If you write code with AI, you know the drill — better prompts, better models, bigger context windows. That's what everyone's optimizing for. I was too, until I noticed something weird.
I went the other direction. I made my codebase easier for a dumb AI to work in. And my results got dramatically better.
Here's what I mean.
What I Learned From You
My last post on the METR benchmark blew up in the comments. Several of you pointed out something I'd missed — that the real bottleneck isn't AI capability, it's how we structure the work we hand it. That insight directly shaped what I'm about to share.
The 38-out-of-40 Problem
A few months ago I used Cursor to refactor a function signature across 40 files. 38 files were perfect. 2 had subtle type narrowing bugs — the function's generic type was correctly narrowed in 38 places but incorrectly narrowed in 2 files that had a more complex type hierarchy.

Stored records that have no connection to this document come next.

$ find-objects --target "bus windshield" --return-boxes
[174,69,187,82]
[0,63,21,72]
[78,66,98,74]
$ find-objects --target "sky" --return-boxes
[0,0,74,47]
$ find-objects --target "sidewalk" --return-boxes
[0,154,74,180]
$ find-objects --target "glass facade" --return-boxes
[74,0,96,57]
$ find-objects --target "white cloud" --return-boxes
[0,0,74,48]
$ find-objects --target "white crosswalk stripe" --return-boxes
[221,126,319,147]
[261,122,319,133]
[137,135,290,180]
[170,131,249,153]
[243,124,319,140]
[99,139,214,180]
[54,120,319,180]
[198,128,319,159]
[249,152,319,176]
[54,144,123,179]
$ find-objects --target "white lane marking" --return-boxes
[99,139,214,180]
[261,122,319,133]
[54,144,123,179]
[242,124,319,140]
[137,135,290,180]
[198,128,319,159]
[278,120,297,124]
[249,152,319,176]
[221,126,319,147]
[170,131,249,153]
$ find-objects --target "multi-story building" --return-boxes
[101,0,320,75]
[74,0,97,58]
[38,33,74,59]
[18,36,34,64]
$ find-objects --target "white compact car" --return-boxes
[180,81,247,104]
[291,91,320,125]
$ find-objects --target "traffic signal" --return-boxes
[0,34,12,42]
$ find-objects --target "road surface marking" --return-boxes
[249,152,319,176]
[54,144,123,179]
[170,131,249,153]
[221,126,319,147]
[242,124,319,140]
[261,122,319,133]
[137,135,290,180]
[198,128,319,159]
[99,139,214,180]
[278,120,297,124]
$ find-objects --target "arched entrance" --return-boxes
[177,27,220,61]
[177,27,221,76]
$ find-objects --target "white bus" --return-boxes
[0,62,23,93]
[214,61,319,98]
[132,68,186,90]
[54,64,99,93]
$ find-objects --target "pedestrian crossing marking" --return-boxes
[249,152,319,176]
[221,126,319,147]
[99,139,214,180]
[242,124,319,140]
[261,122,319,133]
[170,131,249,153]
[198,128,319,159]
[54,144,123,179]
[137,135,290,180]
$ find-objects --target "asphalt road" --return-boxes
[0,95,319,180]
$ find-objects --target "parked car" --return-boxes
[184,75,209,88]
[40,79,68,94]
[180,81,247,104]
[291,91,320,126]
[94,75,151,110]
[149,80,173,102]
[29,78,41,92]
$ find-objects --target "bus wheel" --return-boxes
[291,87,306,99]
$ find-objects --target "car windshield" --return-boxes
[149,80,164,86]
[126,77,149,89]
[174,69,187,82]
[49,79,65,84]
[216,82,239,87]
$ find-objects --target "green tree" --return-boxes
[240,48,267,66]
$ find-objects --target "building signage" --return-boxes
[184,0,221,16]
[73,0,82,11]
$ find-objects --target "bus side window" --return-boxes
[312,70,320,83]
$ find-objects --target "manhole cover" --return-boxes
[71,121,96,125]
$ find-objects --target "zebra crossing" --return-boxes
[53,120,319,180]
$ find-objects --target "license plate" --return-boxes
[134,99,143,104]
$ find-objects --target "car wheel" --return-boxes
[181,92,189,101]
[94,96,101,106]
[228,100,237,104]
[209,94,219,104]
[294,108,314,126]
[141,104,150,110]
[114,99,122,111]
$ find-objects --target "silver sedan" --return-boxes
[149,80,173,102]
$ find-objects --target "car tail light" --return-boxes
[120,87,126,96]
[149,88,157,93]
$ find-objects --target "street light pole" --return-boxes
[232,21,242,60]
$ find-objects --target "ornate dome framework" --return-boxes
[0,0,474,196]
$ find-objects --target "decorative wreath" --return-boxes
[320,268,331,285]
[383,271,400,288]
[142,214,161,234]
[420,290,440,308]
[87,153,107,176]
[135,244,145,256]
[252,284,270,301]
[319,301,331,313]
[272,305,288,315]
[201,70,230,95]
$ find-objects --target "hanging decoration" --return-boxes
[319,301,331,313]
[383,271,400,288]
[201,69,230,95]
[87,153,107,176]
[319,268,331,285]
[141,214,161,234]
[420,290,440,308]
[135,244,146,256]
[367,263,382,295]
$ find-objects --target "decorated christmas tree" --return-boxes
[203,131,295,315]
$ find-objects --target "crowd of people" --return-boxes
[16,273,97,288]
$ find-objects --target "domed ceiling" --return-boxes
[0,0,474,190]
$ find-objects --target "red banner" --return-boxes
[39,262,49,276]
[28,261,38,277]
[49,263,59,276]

Local tests passed for all 40 files. The bugs showed up 3 days later.
I spent a while blaming Cursor. Then I looked at the 2 files that failed. They were the most coupled files in the codebase. They had implicit dependencies on a type hierarchy that spanned 4 directories. Understanding them required holding the entire module graph in your head.
The AI didn't fail because it was dumb. It failed because those 2 files required global knowledge to edit correctly, and AI operates on local context. That's not a bug — it's a structural limitation that won't disappear with better models.
The Pattern That Changed Everything
I started noticing something:
| Code structure | AI accuracy | Failure mode |
|---|---|---|
| Clean module, explicit interface | ~95% | Rare, caught by tests |
| Moderate coupling, some implicit deps | ~80% | Occasional, usually obvious |
| Tight coupling, implicit dependencies | ~60% | Plausible-looking bugs that pass local tests |
AI performance was almost perfectly correlated with how well-structured my code was.
A comment on one of my earlier posts completely reframed this for me:
"AI is a direction amplifier — clean code gets cleaner, garbage code gets worse."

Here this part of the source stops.